Are there any plans of adding a possibility of app...
# announcements
s
Are there any plans of adding a possibility of applying corrections to control family-wise error-rate in case of testing multiple outcomes? I feel like I may have trouble trying to communicate to the management that the chance to beat control of 95% when there are 3 metrics being tested is not too reliable
f
Hi Yevhen, what kind of corrections would you like to add? We feel that bonferroni is quite conservative…
a
Suggesting this (for a frequentist framework), https://en.wikipedia.org/wiki/Holm%E2%80%93Bonferroni_method
Which is less conservative than bonferroni, and is the default for R’s p.adjust https://www.rdocumentation.org/packages/stats/versions/3.6.2/topics/p.adjust (and potentially allowing the user to pick from any of the methods describe there would be a good, but probably a longer-term thing)
For Bayesian, the multiple comparison problem can potentially be addressed through the choice of prior, but that would require allowing the user to set the prior (https://statmodeling.stat.columbia.edu/2022/08/10/bayesian-inference-continues-to-completely-solve-the-multiple-comparisons-problem/)
f
@helpful-application-7107 ^
a
Also, am I right in thinking that in your frequentist engine the alpha is always .05 (user can’t change it?). If so, allowing the user to change that would be a very nice feature in general (and potentially easy to implement), that could also be a stopgap against multiple comparison issues.
h
Thanks Jane. Yeah I think in the long run we probably would allow users to move more towards controlling the FDR (using something like Benjamini-Hochberg), since controlling the FWER can become incredibly damaging for power as the number of tests grows.

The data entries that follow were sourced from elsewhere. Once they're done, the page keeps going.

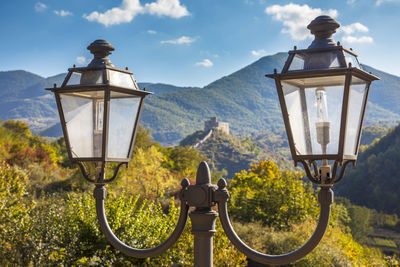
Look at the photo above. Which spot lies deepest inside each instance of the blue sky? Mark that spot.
(187, 42)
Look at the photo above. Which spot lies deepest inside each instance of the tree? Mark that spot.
(276, 198)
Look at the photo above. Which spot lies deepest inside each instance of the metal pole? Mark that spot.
(203, 229)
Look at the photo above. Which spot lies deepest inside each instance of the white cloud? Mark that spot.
(128, 10)
(380, 2)
(63, 13)
(180, 40)
(39, 7)
(352, 39)
(258, 52)
(296, 18)
(170, 8)
(352, 28)
(82, 60)
(205, 63)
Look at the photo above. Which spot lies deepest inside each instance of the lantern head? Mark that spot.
(323, 93)
(99, 107)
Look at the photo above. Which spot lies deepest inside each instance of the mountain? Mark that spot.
(377, 173)
(246, 99)
(232, 154)
(22, 97)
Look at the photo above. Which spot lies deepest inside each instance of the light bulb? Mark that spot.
(98, 127)
(322, 109)
(322, 124)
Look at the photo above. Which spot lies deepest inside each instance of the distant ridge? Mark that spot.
(246, 99)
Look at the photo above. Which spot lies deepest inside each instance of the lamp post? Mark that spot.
(323, 94)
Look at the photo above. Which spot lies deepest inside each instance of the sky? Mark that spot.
(187, 42)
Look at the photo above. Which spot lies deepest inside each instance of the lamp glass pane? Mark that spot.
(90, 77)
(123, 113)
(122, 79)
(315, 61)
(314, 109)
(354, 115)
(83, 115)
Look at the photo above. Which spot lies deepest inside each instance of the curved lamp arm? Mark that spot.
(325, 198)
(100, 194)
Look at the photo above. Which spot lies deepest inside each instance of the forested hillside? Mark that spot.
(246, 99)
(229, 154)
(47, 214)
(375, 181)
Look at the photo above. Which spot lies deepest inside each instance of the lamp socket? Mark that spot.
(325, 173)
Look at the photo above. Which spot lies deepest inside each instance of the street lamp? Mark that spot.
(323, 94)
(99, 107)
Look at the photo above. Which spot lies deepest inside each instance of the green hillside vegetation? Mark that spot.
(246, 99)
(229, 154)
(374, 182)
(373, 228)
(47, 214)
(373, 132)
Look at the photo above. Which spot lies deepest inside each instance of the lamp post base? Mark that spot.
(203, 229)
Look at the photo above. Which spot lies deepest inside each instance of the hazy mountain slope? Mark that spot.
(386, 91)
(246, 99)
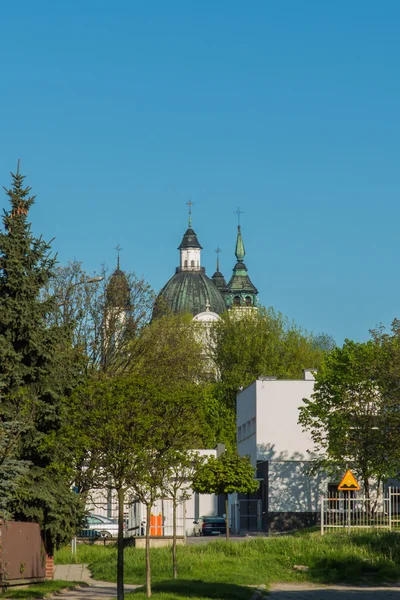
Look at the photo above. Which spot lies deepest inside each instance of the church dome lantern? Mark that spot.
(189, 290)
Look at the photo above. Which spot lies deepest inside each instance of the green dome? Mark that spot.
(189, 292)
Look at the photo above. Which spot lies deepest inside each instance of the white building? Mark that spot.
(268, 431)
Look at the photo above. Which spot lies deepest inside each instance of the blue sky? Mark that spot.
(122, 111)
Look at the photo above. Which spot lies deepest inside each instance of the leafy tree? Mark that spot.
(179, 473)
(353, 416)
(36, 367)
(324, 342)
(12, 468)
(228, 474)
(258, 343)
(128, 425)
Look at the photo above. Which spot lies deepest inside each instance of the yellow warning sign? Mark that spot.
(348, 482)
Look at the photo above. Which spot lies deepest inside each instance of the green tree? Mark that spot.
(353, 416)
(181, 466)
(228, 474)
(90, 305)
(37, 368)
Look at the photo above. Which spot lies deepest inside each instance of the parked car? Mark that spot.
(104, 526)
(213, 525)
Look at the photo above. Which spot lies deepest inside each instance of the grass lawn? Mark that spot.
(359, 558)
(39, 590)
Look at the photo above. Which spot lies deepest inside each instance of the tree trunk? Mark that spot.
(227, 516)
(148, 566)
(174, 565)
(120, 556)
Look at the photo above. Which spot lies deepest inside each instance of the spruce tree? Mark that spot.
(32, 355)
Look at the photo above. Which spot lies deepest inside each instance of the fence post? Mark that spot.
(348, 513)
(322, 515)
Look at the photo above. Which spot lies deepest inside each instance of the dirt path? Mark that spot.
(97, 589)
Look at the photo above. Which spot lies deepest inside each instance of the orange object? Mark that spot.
(348, 482)
(159, 525)
(153, 523)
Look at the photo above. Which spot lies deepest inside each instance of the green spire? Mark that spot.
(239, 251)
(190, 204)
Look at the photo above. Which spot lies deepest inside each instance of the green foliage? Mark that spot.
(228, 474)
(353, 416)
(334, 558)
(258, 343)
(45, 498)
(90, 306)
(36, 370)
(12, 468)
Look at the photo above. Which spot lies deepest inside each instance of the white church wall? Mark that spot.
(246, 415)
(279, 435)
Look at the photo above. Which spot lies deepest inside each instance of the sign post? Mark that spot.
(348, 484)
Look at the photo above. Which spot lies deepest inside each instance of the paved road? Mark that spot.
(287, 591)
(97, 590)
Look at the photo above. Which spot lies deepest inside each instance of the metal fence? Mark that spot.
(349, 512)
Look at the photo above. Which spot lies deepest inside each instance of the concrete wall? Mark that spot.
(268, 431)
(246, 416)
(279, 436)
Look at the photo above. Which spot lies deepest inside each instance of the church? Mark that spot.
(190, 290)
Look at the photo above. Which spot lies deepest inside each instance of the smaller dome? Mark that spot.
(118, 291)
(189, 240)
(219, 280)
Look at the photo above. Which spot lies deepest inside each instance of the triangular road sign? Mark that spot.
(348, 482)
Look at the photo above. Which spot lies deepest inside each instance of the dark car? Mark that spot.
(210, 526)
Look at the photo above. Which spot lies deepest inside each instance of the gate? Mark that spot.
(346, 512)
(250, 515)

Re: choices of prior and the alpha level. Letting users set these is definitely a reasonable ask, and the latter (0.05 in the Frequentist framework along with whether 95% is the threshold in the Bayesian framework) is reasonably high on our list of priorities but not under active development. Allowing users to set specific priors is a bit more complicated but would definitely unlock a totally hidden feature that we are already set up on the stats engine to handle.
f
The Bayesian threshold is adjustable as an environment variable
h
Ah, it is. Thanks.
My top priority for reducing false positives in the frequentist engine is landing sequential testing in order to reduce the peeking issue in that engine, before turning to cross metric/dimension corrections.
f
we’re still thinking of the best way to expose this to users to not encourage bad practices
a
“The Bayesian threshold is adjustable as an environment variable” Can you give a link/screenshot for this? I want to make sure I’m aware of all the customization that’s currently available.
f
sure, one sec
looks like it’s adjustable in the organization collection in mongo, specifically
settings.confidenceLevel
defaults to 0.95 if it’s not defined
h
In general, I'm also concerned about landing sequential testing for the Frequentist engine and nothing comparable for the bayesian engine, given that it can suffer from the same peeking issues. An immediate solution would be to allow people to have some simple, configurable shrinkage parameter that intuitively maps to prior sample size (or rather, sample size needed in the future to mostly wash out the prior) that would act as a strong bayesian corollary to the way we tune our sequential testing implementation in the frequentist framework. And in general, this would be less prone to abuse because the default now is no shrinkage!
a
What do you have in mind? The alpha and beta of the beta prior on the binomial can be interpreted as pseudo-observations (prior successes and failures), and the way your normal prior is set up in your white paper with three params (u_0, sigma^2_0, n_0) i think the n_0 can also be interpreted as pseudo-observations (or prior n). But it sounds like you’re looking for something other than just letting the user set those params?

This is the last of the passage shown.